1. A «caminhada» quaresmal aproxima‑se
da sua meta e do seu verdadeiro ponto de partida: a Cruz Gloriosa, onde
resplandece para sempre o Rosto do imenso, indizível amor de Deus por nós.
Nesta altura do percurso (supõe‑se que encetámos uma
subida «espiritual»: entenda‑se no Espírito Santo e
com o Espírito Santo), baptizados e catecúmenos devem estar já a ser Iluminados
por essa Luz, a ponto de se desfazerem das «obras das trevas» e de abraçarem as
«obras da luz», como verdadeiros discípulos que seguem o Mestre até ao fim, que
é também o princípio, a Fonte da Vida verdadeira donde jorra o Espírito Santo
(sempre Actos 2,32-33; João 19,30 e 34; 7,38-39). Os catecúmenos têm neste
Domingo V da Quaresma os seus terceiros «escrutínios»: última «chamada» para a
Liberdade antes da Noite Pascal Baptismal.

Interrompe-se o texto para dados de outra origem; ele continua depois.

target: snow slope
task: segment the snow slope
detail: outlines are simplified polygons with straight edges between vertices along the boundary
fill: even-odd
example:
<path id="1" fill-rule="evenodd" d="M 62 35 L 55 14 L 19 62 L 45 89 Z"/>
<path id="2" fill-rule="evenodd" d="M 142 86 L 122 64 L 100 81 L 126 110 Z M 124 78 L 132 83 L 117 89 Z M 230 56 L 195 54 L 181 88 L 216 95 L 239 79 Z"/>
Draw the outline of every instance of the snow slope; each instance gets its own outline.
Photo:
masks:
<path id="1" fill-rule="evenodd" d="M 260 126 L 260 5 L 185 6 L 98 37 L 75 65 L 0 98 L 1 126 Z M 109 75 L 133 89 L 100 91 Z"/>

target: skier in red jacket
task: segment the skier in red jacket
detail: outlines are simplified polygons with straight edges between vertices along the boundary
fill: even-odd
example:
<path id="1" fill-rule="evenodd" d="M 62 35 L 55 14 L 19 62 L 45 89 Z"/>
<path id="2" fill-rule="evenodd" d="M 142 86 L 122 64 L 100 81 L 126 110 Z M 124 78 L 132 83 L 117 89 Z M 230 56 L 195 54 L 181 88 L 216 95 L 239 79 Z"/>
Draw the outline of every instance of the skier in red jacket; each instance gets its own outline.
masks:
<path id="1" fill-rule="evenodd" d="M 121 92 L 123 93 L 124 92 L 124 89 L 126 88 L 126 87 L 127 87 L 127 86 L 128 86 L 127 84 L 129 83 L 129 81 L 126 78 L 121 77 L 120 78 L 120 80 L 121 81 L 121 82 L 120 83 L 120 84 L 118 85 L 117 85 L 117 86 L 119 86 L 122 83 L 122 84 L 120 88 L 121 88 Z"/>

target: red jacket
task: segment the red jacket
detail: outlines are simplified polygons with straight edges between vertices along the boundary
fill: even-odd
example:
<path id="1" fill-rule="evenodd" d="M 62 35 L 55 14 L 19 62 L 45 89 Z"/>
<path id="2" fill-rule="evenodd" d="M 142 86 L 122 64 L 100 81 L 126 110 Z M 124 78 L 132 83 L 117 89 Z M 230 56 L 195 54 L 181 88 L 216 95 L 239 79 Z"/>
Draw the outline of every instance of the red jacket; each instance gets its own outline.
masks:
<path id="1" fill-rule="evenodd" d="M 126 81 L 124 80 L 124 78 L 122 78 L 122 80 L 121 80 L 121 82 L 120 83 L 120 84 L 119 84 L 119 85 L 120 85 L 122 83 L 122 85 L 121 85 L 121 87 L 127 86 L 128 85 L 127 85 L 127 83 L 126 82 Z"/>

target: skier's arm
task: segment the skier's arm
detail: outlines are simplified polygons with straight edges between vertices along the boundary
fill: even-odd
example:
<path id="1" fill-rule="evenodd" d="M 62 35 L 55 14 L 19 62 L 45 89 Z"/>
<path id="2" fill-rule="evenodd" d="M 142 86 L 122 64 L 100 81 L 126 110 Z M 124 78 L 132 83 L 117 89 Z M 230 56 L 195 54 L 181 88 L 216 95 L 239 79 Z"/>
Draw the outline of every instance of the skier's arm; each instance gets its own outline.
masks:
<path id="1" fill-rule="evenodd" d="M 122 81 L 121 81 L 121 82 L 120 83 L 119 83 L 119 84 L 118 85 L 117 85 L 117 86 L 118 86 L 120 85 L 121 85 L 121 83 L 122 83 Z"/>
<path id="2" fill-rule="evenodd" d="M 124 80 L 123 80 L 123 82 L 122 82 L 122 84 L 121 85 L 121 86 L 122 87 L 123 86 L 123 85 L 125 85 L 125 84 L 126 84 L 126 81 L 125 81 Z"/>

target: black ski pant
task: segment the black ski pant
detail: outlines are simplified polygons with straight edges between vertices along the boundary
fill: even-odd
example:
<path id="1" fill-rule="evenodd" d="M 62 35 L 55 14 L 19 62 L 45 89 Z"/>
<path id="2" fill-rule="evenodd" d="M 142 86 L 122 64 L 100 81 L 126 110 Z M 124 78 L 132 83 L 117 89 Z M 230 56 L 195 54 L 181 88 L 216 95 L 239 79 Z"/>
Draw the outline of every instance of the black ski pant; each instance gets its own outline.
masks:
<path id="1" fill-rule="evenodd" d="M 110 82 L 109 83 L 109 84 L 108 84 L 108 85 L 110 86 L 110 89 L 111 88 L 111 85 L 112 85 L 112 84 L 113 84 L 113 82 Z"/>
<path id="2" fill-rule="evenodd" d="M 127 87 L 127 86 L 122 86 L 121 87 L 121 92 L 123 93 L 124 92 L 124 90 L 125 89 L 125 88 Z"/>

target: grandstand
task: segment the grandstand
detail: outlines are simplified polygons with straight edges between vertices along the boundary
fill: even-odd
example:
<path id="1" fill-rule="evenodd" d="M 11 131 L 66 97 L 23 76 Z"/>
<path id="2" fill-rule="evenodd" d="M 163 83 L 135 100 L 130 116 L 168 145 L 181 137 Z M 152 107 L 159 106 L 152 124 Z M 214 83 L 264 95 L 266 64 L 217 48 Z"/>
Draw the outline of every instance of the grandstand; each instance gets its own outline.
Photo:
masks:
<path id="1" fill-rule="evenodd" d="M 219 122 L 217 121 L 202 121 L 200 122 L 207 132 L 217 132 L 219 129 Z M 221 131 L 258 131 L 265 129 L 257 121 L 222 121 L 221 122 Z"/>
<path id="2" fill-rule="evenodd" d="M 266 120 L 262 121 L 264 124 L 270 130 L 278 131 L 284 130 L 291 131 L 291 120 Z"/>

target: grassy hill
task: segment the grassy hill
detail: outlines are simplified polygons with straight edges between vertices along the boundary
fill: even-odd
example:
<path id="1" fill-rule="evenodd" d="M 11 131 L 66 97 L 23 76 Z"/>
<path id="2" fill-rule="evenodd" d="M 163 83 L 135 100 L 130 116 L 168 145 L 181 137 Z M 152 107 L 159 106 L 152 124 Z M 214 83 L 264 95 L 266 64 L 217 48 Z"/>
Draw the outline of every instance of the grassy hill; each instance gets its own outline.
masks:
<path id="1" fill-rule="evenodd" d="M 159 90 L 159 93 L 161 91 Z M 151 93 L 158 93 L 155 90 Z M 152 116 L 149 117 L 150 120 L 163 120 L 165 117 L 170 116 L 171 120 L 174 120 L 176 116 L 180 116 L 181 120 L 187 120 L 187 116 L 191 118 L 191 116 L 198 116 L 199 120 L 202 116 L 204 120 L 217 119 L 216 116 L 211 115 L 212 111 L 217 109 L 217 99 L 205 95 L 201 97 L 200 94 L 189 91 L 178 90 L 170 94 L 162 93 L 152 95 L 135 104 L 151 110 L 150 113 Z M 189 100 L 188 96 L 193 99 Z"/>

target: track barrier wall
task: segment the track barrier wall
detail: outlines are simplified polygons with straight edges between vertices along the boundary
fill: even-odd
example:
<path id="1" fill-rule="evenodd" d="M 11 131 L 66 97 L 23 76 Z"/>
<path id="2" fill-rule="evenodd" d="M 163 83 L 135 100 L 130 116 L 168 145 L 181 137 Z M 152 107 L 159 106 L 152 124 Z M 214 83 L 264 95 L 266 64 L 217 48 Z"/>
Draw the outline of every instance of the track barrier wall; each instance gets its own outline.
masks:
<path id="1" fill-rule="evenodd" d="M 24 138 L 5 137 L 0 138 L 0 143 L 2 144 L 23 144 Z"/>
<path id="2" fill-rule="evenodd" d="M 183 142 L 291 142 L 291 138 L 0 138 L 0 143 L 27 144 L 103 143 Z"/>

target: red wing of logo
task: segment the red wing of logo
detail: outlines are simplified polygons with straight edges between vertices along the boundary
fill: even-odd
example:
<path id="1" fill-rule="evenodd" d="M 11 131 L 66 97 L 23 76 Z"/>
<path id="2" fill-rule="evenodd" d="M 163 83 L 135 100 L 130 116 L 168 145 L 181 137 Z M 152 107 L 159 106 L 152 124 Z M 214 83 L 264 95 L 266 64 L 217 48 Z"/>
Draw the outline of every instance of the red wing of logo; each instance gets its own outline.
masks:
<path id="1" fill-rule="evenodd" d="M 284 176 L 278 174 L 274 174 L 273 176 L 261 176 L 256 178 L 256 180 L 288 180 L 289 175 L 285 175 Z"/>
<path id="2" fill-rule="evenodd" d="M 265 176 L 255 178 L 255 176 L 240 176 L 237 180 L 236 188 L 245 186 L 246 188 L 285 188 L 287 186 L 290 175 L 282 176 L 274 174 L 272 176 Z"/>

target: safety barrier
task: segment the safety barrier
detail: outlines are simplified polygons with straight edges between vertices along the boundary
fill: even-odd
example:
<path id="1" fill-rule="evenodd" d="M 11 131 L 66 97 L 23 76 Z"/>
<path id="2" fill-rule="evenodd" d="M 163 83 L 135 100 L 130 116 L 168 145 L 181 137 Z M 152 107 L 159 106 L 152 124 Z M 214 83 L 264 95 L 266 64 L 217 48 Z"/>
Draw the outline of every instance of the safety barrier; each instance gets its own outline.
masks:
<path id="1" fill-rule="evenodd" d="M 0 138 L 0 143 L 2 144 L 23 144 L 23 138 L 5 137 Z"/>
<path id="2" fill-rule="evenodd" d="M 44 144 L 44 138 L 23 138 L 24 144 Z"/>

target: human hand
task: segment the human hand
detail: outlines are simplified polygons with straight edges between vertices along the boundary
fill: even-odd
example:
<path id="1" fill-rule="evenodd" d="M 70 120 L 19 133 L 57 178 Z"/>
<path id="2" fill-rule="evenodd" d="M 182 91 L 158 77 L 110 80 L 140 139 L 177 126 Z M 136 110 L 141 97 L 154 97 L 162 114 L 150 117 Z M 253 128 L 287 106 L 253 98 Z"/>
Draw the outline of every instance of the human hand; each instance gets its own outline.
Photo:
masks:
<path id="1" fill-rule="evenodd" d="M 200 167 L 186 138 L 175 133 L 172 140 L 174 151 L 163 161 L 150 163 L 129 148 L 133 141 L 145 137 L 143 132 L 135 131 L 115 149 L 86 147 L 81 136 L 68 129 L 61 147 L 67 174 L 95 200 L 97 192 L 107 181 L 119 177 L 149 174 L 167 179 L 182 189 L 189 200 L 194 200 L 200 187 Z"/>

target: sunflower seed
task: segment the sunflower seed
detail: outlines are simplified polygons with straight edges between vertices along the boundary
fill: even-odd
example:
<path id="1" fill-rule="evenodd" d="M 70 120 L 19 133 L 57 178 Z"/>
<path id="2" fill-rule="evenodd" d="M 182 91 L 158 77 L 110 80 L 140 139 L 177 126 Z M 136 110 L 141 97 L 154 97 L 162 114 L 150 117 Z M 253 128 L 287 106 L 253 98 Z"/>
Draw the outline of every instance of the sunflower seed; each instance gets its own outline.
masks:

2. O Evangelho deste Domingo V da
Quaresma (João 12,20-33) apresenta-nos o último discurso e a última aparição de
Jesus em público, aos olhos da «multidão» (João 12,29 e 34), antes da
narrativa da Ceia e da Paixão. Pouco depois, o evangelista diz‑nos
que «Jesus se retirou e se escondeu deles» (João 12,36). A nós, porém, foi‑nos
dado conhecer o Mistério deste escondimento, que o não é senão para se vir a
manifestar (leia‑se de novo inteligentemente o lógion de
Jesus no Evangelho de Marcos: «nada está escondido que não seja para se
manifestar» (Marcos 4,22), e que esclarece o Mistério da Luz-que-vem (!), que é
Ele, no versículo anterior). Em boa verdade, este Jesus que agora se esconde da
multidão manifestar-se-á definitivamente, aos olhos de todos (também aos
nossos!), na Cruz Gloriosa, último e único sinal dado (por Deus) a esta geração
(Mateus 12,39‑40;
1 Coríntios 1,20‑24): «olharão para aquele que
trespassaram» (João 19,37).
3. É neste contexto que «uns gregos»
(João 12,20) querem ver (ideîn) Jesus (João 12,21). Note-se, desde já, o
verdadeiro alcance deste desejo de ver, formulado com o verbo ideîn. De ideîn
deriva, em português, ideia e identidade. A formulação deste ver com o verbo
ideîn implica, portanto, que aqueles gregos não são movidos por mera
curiosidade, não pretendem ver apenas Jesus por fora, isto é, ver o aspecto ou
o rosto de Jesus. Eles pretendem ver a identidade de Jesus, ou seja, pretendem
ver quem é Jesus. Ora, ver quem é Jesus não se resolve em cinco minutos, num
simples relance de olhos. Implica uma longa e intensa convivência com Jesus.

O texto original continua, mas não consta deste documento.